Bufab Group has reported that net sales for Quarter One 2017 increased 13% on the same quarter 2016 and also that it achieved its best operating profit to date.

Net sales in Q1 2017 increased to SEK 815 million (€84.6 million), primarily due to strong organic growth from a combination of strong demand and increased market share, aided by additional working days in the quarter.
Order intake was slightly lower than net sales. Operating profit increased to SEK 90 million (2016: SEK 71 million) and operating margin rose to 11% (2016: 9.9%). Bufab continued to gain market share in its largest operating segment, International, through “winning many small new contracts with many customers in most markets”. The contracts, said Jörgen Rosengren, president and CEO at Bufab, “are a result of systematic sales work over a long period”. Growth was spread across most industries, with only the telecom and electronics segment remaining weak.
Market share in Sweden increased, credited to continued improvement in the sales organisation. Central Europe, eastern Europe and Finland performed well but Bufab noted slightly weaker performance in southern Europe and Asia.
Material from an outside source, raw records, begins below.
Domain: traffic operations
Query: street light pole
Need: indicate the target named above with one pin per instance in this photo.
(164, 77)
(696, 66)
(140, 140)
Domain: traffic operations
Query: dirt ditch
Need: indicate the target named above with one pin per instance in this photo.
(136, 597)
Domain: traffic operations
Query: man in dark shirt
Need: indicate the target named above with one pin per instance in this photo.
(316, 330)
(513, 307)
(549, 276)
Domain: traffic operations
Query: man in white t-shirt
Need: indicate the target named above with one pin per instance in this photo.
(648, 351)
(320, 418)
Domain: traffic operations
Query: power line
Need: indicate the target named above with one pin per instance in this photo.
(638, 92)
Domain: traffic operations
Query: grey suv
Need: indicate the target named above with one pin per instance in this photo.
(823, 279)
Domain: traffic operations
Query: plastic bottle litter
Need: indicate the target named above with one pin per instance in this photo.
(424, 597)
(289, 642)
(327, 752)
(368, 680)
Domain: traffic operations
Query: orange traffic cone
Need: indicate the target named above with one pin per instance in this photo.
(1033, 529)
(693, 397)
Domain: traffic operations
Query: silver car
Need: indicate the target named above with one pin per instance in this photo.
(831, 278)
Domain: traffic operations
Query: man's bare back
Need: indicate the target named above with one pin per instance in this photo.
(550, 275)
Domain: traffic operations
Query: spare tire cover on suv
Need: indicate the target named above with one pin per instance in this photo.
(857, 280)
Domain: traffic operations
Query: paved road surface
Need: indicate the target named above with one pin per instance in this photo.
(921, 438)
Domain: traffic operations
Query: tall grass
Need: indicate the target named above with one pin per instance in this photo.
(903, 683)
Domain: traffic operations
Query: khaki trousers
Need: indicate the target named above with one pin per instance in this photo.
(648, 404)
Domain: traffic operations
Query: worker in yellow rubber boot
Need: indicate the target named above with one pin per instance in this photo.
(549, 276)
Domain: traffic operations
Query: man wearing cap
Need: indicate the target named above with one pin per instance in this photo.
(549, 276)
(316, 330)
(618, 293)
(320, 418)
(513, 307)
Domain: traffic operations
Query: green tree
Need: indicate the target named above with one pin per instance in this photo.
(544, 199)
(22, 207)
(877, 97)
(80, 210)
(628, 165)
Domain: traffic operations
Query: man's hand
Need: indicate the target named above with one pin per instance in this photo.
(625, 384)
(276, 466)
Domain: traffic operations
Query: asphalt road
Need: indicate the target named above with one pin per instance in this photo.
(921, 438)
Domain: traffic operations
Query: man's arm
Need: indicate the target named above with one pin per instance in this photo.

Gross margin strengthened significantly compared with Q1 2016 but was weaker than Q4 2016. Bufab continued to benefit from cost savings in sourcing. However, increasing supplier prices were beginning to impact gross margin. Jörgen Rosengren said: “Bufab will need to compensate for the increased costs through higher customer prices, a move that has already begun.” Bufab continued to consolidate its supplier base and to improve cooperation with its best suppliers, aiming to lower sourcing prices, strengthen logistics, capital efficiency, quality and sustainability.
Acquisitions completed in recent years continued to develop well and Bufab is working to find other suitable acquisition candidates.
Jörgen Rosengren concluded that Bufab was generally satisfied with the start of the year but recognised there is “no lack of challenges moving forward”. These included defending the gross margin in a climate of rising raw material prices, without impacting growth.